May 2021 Vol. 2, No.5
The Enigmatic Essence of Marieken Cochius
The artist Marieken Cochius, from the Netherlands, always had Wanderlust. In a sense it was inborn. As a child she moved often as her businessman father was reassigned and the family had to move. She was used to uprooting, resettling and starting over. Her grandparents, too, were wanderers, having lived in the Dutch colonies of Indonesia and Suriname.
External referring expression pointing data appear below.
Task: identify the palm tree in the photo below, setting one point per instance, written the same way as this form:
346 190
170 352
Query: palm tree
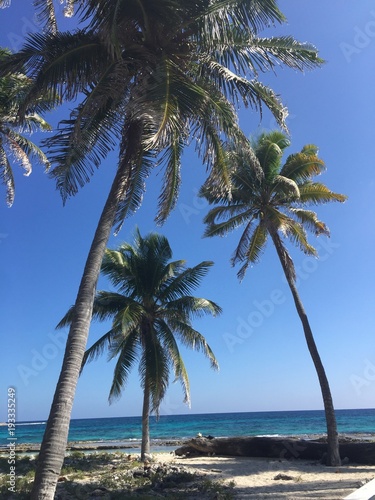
152 308
271 201
15 147
154 76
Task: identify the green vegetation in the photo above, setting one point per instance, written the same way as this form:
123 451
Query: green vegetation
270 200
152 309
15 147
115 475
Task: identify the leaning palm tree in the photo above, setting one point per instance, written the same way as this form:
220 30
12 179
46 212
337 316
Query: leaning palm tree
152 309
150 77
15 146
272 201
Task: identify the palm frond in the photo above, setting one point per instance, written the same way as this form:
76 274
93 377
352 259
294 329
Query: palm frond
169 343
221 15
233 215
303 166
154 369
255 247
6 176
172 177
309 219
46 14
316 193
97 349
189 307
192 339
127 355
185 282
285 188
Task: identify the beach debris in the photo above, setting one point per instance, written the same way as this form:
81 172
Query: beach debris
283 477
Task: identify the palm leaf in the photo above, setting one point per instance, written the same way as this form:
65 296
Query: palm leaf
6 176
255 248
185 282
127 355
316 193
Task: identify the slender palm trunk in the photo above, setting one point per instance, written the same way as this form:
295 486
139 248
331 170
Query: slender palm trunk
333 458
145 447
55 438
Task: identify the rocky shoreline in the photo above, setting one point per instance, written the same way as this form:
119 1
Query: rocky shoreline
96 446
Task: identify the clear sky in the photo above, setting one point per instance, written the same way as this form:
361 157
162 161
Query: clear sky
258 340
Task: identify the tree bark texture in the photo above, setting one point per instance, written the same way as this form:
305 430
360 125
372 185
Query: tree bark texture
145 446
332 434
55 438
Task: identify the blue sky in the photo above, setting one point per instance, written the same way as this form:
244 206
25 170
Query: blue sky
258 340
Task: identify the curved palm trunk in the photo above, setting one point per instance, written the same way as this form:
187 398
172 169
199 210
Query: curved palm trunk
55 438
333 458
145 447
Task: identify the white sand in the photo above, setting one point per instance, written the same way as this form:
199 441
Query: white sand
254 477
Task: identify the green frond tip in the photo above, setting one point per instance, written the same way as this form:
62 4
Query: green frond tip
273 202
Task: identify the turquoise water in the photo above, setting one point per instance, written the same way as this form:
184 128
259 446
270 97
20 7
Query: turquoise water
178 427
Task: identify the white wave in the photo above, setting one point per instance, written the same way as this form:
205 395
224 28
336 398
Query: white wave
30 423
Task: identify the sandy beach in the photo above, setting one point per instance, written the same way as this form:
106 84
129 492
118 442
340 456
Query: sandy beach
107 476
255 478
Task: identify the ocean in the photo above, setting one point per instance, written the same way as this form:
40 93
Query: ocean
126 431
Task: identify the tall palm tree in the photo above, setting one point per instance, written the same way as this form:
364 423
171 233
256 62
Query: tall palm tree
15 147
154 76
151 310
271 201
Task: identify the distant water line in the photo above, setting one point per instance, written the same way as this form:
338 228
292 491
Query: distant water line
182 427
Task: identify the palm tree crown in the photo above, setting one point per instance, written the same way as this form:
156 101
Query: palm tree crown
155 76
270 200
15 147
150 311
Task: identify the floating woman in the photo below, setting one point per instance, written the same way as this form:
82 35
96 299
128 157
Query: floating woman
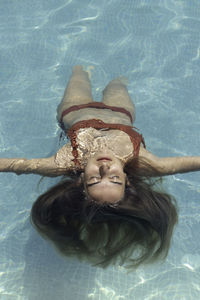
108 208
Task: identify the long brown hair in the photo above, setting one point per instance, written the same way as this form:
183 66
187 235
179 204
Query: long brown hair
138 230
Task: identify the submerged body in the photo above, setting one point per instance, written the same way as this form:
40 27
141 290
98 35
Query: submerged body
107 207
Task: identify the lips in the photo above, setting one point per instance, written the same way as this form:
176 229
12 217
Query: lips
104 158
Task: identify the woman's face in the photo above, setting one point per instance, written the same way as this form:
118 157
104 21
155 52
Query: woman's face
104 179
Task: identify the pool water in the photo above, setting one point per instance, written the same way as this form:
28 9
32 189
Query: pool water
156 45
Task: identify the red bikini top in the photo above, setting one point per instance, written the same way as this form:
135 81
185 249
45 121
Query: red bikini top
135 137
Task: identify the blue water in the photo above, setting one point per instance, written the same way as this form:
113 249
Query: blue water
156 44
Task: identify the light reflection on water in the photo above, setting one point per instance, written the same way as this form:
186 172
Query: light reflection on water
155 45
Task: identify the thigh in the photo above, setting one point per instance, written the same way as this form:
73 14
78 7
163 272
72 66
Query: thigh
116 94
78 91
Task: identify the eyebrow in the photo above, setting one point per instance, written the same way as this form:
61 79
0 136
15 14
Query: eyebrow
90 184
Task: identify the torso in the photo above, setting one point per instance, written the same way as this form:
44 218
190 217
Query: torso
90 141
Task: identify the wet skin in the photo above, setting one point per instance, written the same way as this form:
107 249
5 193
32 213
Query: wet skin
104 179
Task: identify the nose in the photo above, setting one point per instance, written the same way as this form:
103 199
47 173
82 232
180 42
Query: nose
103 169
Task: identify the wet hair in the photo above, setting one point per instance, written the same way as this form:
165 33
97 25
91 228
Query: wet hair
136 231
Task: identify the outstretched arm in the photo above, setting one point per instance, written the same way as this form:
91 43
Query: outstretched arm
169 165
41 166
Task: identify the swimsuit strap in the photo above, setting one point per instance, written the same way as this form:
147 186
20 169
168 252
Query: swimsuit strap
135 137
99 105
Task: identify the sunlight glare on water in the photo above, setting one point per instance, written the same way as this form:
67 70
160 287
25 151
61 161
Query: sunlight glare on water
156 45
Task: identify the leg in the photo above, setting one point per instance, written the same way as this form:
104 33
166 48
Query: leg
78 90
116 94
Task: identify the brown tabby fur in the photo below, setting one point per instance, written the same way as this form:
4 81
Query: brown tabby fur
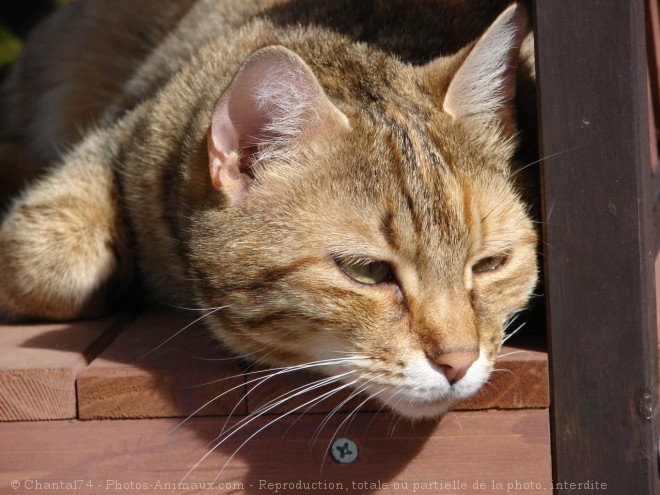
111 105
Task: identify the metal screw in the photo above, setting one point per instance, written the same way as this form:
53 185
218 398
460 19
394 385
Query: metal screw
344 450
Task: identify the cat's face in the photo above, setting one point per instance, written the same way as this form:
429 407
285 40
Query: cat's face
388 249
382 253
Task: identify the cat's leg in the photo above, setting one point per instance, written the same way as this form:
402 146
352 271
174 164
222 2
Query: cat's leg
62 247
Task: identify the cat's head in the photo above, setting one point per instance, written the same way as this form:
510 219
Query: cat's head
366 221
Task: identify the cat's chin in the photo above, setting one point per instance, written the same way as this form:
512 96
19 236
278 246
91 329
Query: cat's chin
422 410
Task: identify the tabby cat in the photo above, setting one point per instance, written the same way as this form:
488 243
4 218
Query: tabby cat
335 182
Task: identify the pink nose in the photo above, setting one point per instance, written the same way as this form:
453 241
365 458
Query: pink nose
455 364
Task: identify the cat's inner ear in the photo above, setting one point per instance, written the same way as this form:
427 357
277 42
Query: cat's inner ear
482 91
273 105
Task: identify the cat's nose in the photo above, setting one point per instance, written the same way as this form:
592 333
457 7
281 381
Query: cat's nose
455 364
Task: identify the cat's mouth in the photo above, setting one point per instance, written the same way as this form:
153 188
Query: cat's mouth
425 394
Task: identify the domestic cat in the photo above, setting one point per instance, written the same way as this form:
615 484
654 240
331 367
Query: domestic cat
334 182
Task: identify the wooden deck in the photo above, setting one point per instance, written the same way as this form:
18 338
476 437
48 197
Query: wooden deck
105 402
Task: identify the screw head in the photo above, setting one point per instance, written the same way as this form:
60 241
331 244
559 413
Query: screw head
344 450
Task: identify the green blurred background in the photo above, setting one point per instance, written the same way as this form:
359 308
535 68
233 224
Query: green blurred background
17 17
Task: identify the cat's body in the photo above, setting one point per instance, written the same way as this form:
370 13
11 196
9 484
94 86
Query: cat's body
330 187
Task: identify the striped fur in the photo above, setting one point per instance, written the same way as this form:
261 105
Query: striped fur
402 180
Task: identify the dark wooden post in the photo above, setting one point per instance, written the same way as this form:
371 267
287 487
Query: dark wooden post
600 286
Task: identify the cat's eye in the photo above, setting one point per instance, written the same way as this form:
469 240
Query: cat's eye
489 264
370 273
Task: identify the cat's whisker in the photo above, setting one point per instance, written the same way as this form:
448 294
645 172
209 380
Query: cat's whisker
252 417
511 334
276 419
517 171
260 379
348 417
180 331
511 354
325 421
232 358
276 402
380 410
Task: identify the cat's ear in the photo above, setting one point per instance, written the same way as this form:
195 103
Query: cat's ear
484 87
273 104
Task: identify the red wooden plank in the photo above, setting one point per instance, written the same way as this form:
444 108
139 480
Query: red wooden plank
519 381
495 451
39 365
152 370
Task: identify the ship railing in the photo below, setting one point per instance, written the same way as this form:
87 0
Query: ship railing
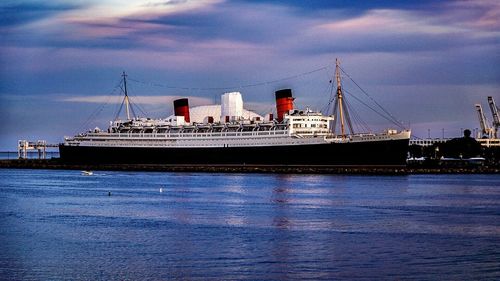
103 136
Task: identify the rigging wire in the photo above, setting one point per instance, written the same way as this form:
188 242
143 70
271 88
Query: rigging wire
394 119
373 109
98 110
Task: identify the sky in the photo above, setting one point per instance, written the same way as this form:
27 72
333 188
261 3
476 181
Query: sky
425 62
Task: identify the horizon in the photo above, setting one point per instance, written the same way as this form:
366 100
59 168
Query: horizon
428 63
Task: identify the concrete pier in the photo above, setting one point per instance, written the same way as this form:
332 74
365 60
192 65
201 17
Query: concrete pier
289 169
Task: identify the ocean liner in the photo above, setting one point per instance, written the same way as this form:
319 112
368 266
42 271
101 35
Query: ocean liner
292 137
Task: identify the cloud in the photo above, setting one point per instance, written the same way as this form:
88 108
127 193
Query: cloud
146 100
19 13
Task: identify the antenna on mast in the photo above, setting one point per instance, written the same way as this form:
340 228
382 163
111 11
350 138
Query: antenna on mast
340 105
339 98
127 103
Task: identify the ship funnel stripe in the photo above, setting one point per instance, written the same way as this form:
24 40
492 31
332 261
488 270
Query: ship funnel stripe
181 108
284 102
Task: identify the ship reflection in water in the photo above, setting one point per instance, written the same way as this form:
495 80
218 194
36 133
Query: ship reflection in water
61 224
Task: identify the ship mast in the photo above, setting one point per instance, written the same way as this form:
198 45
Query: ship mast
127 104
339 97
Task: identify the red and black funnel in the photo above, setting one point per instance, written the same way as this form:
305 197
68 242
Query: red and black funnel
284 102
181 108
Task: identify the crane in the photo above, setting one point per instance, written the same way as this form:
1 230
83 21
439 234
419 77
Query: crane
494 112
486 131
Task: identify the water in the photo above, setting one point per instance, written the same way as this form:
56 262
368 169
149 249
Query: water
61 225
10 155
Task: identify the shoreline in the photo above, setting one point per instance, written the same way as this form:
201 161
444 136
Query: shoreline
56 164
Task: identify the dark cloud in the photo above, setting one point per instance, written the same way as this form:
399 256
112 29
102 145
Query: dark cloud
22 13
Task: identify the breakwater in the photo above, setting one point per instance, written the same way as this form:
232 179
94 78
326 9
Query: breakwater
57 164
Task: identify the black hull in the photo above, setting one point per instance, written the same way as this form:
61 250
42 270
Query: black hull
391 152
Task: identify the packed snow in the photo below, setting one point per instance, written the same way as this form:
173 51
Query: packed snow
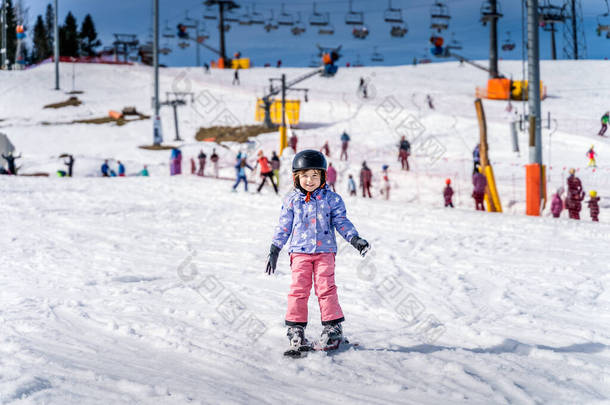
152 290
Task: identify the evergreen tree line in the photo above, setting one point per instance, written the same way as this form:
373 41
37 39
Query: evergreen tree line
72 41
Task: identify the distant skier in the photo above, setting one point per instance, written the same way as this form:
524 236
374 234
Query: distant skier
429 101
575 195
325 149
202 158
214 158
266 172
479 181
10 160
591 155
312 250
362 88
331 177
175 162
476 157
344 145
385 188
70 164
351 185
605 119
593 204
557 203
275 167
105 169
366 177
293 142
448 194
240 168
121 169
404 150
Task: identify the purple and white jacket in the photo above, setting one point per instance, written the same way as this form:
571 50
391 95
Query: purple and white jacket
311 225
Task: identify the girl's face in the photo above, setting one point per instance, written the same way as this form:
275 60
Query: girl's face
310 179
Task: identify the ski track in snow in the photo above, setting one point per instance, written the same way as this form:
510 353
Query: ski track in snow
114 290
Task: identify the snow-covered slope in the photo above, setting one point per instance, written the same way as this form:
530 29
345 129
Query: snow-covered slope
152 290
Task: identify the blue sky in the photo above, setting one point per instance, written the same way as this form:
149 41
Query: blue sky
135 16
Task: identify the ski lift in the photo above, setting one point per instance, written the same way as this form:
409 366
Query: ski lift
488 13
360 32
298 28
376 56
603 22
393 15
354 17
285 18
508 44
328 29
167 31
231 16
454 44
439 16
271 24
182 33
399 31
256 17
209 14
245 18
319 19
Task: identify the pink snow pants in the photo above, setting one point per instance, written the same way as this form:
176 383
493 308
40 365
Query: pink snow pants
320 267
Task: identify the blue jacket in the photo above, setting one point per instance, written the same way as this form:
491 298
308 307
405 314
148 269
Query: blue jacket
311 225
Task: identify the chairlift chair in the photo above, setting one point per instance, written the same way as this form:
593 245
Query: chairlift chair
318 19
271 24
360 32
439 16
256 17
354 17
376 56
285 18
399 30
328 29
167 31
393 15
603 22
209 14
487 12
508 44
298 28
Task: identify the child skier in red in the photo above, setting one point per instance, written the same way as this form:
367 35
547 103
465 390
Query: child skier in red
310 215
448 194
593 205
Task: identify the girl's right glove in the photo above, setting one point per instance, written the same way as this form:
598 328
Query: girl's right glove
274 252
360 244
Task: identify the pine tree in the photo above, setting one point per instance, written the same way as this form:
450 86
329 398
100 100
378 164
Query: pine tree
49 22
88 37
68 37
41 48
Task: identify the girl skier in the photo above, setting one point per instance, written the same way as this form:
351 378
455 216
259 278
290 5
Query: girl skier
310 215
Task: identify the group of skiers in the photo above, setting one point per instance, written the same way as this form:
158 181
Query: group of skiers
574 198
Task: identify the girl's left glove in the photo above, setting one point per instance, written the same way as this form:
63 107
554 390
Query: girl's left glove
360 244
274 252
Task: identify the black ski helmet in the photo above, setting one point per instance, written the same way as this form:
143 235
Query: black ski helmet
308 159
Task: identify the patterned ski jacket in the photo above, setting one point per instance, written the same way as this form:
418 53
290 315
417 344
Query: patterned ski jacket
310 225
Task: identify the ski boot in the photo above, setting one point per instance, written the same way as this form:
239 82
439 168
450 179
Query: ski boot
299 346
331 337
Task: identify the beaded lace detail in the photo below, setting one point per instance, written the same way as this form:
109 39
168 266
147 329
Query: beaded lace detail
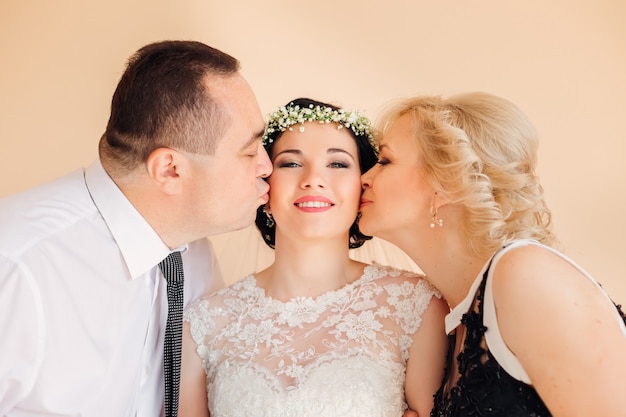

Cochius grew up listening to their stories about exotic places where wild jungle animals roamed, like monkeys and snakes, filling her imagination with the wonders of the far away world. In high school she developed her interest in art, and she chose photography as a more or less practical field where she could most likely make a living.
She was an art student at the Kunst Academie St. Joost, Breda, Netherlands, majoring in photography and film, when she first came to New York City. After her first visit to New York in 1987, she realized a longing to settle in the urban metropolis. In 1993, she quit school and emigrated, drawn like a magnet to the Big Apple. The artist explains, “I felt home instantly in New York. I need to pit myself against something larger than myself.”
For years she did what most struggling artists do, working odd jobs in bookstores, galleries and wherever she could to survive and make a living while dedicated to her art. In an often-told lament, she reflects on the plight of the struggling artist, “It takes tenaciousness to try to make it in art because you get so many rejections.” She proclaims that her art is all about nature, ironically in the big city. “My art and my essence are about the love I have for nature.”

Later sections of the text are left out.